Rose Mary y Helen contrajeron matrimonio
el mismo día, en la misa del día de la Asunción, solo estuvieron invitados a la
boda y a una discreta recepción en la casa paterna sus amigos y parientes más
allegados; pero en adelante, sus vidas tendrían destinos muy diferentes. El
delicado estado de salud del padre quien se deterioraba rápidamente a ojos
vista, fue la causa por la cual Helen decidiera quedarse en la casa paterna, a
pesar de la oposición de su marido, quien quería vivir de manera totalmente
independiente. Pero los deseos del marido sucumbieron ante la férrea y porfiada
voluntad de Helen. Así, el matrimonio García-O´Leary permaneció en un ala de la
casa que se habilitó de forma apresurada, relativamente aislado del resto de la
familia.
Pasiones dormidas y desconocidas para
Helen despertaron de golpe en la intimidad; su esposo, unos diez años mayor que
ella, le enseñó a descubrir todos esos secretos que generalmente se mantienen
ocultos en las alcobas, pero que pueden adivinarse en los comportamientos y
actitudes que se exhiben en público. El paso de niña a mujer fue abrupto, pero
ella se adaptó con rapidez y facilidad a su nuevo estado.

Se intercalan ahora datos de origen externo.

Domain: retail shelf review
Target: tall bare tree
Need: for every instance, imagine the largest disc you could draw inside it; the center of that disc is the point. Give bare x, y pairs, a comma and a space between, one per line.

La muerte de su padre ocurriría
exactamente un año más tarde. La vida de Rose Mary sería anodina, transcurriría
en medio de reuniones sociales con sus amigas del club, el juego de canasta y
la frustración de su maternidad. Tuvo un solo hijo, Alfonso quien, desde muy
temprana edad, mostró síntomas de retardo mental que luego se hizo evidente
cuando las institutrices fracasaron en el intento de que aprendiese algo según
los cánones de la época. Así, el bobalicón fue su compañía hasta el nacimiento
imprevisto e inesperado de su única nieta. Su afición por los dulces,
especialmente los chocolates, la convirtieron en poco tiempo en una mujer obesa
en demasía; el tiempo hizo el resto, llegó el momento en el cual el parecido
entre las dos se difuminó hasta casi desvanecerse por completo, ya que su
hermana Helen conservo su figura delgada a pesar de su fertilidad; en poco
menos de cuatro años, se había convertido en madre de tres hijos: Patricio,
Fabricio y Raquel.
Su esposo, Patricio García, adquirió una
extensa propiedad en la parte sur de la ciudad, colindando el río, que bautizó
con el nombre de El Alambique, el cual dedicó al cultivo de la caña de azúcar
donde producía panela y un ron de excelente calidad; además, estableció al
costado del río una tenería donde se realizaban las labores propias del curtido
de las pieles; supervisaba personalmente los procesos de limpieza, curtido,
recurtimiento y acabado de las mejores pieles que lograba conseguir en las
estancias vecinas a la población; la curtiduría prosperó, la calidad y los
acabados de los cueros producidos en ella eran muy apreciados por las
talabarterías en el interior del país para la fabricación artesanal de muebles,
carteras, bolsos, zapatos, billeteras y correas.